Sydney - É rápida a ascensão do técnico da seleção feminina de handebol, Digenal Cerqueira, à condição de figura mais folclórica da equipe brasileira que está em Sydney.
Sua broncas, sempre teatrais, são famosas no Pavilhão 2 do Parque Olímpico, onde o Brasil sempre joga. Capaz de ser expulso em jogo-treino por xingar o juiz, Digenal desenvolveu um estilo de trabalho que, além da comprovada eficiência (levou o time do Brasil ao ouro no Pan e à sua primeira Olimpíada), é sempre divertido.
Mesmo para as jogadoras, que sofrem com repreensões públicas e aparentemente humilhantes, o técnico é motivo de riso quando o jogo acaba. No segundo tempo da partida contra a Noruega, jogadoras, jornalistas e parte do público foram surpreendidos porque Digenal não explodiu nenhuma vez.
``Também, depois do vestiário ele não tinha mais o que explodir. Só para você ter uma idéia, ele chutou a cadeira. Pensando bem, não escreve isso senão ele vai querer chutar de novo'', diz Valéria, rindo do estilo do chefe.
Apesar do jeito politicamente incorreto de tratar as atletas, Digenal só grita e xinga quando elas estão na quadra ou quando o assunto é handebol. Fora isso, a convivência entre técnico e time é sempre paternal e carinhosa.
``Gastei a bronca no vestiário e o time jogou bem. Essas meninas têm condições de jogar melhor ainda. Até agora, a Coréia não cometeu nenhum erro, estou achando que quando chegar a nossa vez de jogar com elas pode acontecer uma surpresa'', diz ele, explicando que não vai mais às coletivas ``porque não tem nada para dizer aos gringos'' e que xingou o juiz no segundo tempo ``para ele aprender a apitar direito.''
O nome, quase tão raro quanto o estilo da figura, veio por vontade do avô.

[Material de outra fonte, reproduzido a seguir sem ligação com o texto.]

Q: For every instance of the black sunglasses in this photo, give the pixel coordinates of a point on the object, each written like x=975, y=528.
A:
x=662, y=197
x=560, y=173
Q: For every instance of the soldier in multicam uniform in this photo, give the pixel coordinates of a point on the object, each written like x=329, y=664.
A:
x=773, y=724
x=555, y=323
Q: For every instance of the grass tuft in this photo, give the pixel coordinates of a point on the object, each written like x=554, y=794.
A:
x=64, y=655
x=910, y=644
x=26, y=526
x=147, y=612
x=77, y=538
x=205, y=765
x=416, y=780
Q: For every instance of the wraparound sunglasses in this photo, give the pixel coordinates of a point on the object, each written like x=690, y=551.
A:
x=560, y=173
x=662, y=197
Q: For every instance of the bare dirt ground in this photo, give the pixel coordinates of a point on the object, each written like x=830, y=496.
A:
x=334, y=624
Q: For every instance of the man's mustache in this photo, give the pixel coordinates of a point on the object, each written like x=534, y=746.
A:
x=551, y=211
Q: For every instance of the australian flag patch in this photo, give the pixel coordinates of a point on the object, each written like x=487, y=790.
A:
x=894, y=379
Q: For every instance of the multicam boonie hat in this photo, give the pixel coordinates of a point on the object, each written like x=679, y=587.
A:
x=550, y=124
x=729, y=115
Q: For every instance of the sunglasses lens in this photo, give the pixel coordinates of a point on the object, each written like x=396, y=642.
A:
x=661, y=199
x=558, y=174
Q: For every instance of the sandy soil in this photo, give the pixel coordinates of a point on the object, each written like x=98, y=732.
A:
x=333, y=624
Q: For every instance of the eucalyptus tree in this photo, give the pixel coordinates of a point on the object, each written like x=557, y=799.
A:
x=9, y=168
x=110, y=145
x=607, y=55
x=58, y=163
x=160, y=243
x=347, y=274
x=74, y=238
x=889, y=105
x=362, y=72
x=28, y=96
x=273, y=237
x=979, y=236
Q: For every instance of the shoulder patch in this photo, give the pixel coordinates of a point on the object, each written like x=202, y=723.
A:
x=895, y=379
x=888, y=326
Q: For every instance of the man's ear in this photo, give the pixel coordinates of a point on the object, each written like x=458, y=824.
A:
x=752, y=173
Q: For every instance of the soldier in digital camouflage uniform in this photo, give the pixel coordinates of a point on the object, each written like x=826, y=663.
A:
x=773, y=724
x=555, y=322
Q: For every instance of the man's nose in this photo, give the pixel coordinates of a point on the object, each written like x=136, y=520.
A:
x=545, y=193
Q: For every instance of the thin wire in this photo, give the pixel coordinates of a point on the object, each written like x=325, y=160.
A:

``Lá no nordeste o pessoal mais velho manda. Meu avô leu em algum livro o nome de um general que se chamava Digenal e gostou. Disse 'o meu neto vai se chamar Digenal.' Acabou a discussão. Eu até acho bom, com um nome destes não pego nenhum apelido'', brincou.
Ninguém escapa das broncas de Digenal, nem Chana, uma das melhores goleiras do mundo. ``Quando é que você vai aprender a passar uma bola? '', gritou ele várias vezes no jogo contra a Austrália. ``Não gosto de boniteza. Gol é gol, não precisa ser bonito'', é o seu slogan para as atacantes que perdem a chance de marcar.
``Ninguém precisa ficar preocupada em perder de pouco. Perder é tudo igual, seja um saco de gols ou seja de pênalti'', grita quando sente que o time está com medo.
É lógico que os slogans acima, pérolas da filosofia Digenaliana, sempre chegam ao ouvido das jogadoras recheados de palavrões. É por isso que os dias mais felizes que as meninas do handebol tiveram na Austrália foram os dois dias em que o técnico, com dor de garganta, não podia gritar.